2. Persistent data stores. This is the lsm style of data structure that substitutes linear writes and compaction for buffered in-place mutation.
3. Distributed system internals--this is a log-centric, "state machine replication" style of data flow between nodes. This is a classic approach in distributed databases, and present in systems like PNUTs.
4. Company-wide data integration and processing around streams of immutable records between systems. This is what I have argued for (http://engineering.linkedin.com/distributed-systems/log-what...) and I think Martin is mostly talking about.
There are a lot of analogies between these but they aren't the same. Success of one of these things doesn't really imply success for any of the others. Functional programming could lose and log-structured data stores could win or vice versa. Pat Helland has made an across the board call for immutability (http://www.cidrdb.org/cidr2015/Papers/CIDR15_Paper16.pdf), but that remains a pretty strong assertion. So it is worth being specific about which level you are thinking about.

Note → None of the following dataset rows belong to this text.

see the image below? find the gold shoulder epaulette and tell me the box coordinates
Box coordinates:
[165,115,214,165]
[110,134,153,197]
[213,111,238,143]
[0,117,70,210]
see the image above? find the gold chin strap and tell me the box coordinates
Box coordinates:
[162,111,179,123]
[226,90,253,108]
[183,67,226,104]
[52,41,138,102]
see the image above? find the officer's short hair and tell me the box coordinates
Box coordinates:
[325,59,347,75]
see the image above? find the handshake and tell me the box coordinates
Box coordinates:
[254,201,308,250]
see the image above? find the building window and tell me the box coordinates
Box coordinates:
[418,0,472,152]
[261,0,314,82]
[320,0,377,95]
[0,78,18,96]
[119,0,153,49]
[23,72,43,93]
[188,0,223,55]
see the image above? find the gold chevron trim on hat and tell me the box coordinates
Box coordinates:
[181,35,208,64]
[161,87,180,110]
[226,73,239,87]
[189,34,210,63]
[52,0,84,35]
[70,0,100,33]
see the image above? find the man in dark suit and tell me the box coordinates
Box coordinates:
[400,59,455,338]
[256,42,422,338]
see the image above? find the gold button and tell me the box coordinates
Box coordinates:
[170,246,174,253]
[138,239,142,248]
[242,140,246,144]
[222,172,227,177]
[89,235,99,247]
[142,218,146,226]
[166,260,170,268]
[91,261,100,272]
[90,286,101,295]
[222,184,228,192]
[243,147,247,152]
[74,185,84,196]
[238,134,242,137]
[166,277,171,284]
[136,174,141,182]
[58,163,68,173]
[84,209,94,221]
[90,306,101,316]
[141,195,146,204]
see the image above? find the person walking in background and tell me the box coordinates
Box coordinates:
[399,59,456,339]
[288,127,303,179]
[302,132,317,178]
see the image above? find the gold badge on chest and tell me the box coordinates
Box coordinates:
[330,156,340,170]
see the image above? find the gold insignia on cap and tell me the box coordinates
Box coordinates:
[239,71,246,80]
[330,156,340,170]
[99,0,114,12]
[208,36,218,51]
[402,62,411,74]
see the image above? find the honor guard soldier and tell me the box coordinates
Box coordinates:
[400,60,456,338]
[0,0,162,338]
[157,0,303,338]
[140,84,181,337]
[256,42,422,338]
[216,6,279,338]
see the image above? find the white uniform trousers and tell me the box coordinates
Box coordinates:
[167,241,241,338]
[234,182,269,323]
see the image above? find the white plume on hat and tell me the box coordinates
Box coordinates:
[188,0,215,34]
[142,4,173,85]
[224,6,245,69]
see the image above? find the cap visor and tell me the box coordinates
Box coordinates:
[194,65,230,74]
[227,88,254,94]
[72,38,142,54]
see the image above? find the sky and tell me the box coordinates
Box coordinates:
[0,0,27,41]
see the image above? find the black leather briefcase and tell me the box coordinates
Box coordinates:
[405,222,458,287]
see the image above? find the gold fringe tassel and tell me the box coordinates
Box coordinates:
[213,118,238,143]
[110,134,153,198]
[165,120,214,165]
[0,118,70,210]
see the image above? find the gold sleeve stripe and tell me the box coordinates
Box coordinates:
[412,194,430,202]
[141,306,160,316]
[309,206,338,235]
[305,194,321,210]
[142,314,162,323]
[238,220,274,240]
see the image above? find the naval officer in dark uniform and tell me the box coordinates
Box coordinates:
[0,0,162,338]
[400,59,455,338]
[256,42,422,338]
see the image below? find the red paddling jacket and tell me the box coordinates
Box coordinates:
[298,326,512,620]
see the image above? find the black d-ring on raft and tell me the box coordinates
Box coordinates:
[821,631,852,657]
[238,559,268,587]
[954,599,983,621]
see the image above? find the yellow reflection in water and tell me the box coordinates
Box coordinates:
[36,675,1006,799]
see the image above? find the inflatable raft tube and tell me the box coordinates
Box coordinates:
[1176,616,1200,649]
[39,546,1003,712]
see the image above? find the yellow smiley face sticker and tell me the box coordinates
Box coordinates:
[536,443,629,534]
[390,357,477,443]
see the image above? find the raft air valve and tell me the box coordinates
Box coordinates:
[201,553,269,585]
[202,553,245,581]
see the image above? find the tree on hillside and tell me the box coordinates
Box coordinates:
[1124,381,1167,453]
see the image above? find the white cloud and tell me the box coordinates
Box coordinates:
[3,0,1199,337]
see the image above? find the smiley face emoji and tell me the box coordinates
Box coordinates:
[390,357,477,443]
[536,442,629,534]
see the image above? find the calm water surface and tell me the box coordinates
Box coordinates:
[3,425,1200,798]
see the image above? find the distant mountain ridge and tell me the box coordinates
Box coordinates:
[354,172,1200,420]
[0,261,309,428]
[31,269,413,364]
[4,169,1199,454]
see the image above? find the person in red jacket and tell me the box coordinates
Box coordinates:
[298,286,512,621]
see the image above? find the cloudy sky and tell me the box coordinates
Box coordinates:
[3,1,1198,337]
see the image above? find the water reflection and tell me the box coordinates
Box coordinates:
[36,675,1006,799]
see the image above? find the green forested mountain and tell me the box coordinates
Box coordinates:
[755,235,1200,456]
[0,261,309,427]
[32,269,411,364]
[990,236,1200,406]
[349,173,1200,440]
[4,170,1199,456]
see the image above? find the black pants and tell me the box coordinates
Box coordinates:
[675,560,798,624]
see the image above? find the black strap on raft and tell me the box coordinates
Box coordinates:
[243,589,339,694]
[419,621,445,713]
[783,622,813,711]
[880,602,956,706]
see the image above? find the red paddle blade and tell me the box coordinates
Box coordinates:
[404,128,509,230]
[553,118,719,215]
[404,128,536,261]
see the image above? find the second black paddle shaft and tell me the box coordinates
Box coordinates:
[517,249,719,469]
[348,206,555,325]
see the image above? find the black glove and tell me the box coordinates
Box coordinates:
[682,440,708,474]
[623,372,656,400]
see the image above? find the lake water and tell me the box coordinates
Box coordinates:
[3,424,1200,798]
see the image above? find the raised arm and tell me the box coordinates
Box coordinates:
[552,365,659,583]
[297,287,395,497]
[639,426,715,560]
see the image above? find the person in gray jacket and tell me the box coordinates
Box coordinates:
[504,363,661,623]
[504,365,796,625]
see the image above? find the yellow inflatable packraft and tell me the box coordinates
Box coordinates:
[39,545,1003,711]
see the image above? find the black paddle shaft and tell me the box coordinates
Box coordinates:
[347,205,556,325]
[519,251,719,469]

For my part I am pretty bullish about stream processing and data flow between systems being built around a log or stream of immutable records as the foundational abstraction. But whether those systems internally are built in functional languages, use lsm style data layout on disk is kind of an implementation detail. From my point of view immutability is a lot more helpful in the large than in the small--I have never found small imperative for loops particularly hard to read, but process-wide mutable state is a big pain, and undisciplined dataflow between disparate systems, caches, and applications at the company level can be a real disaster.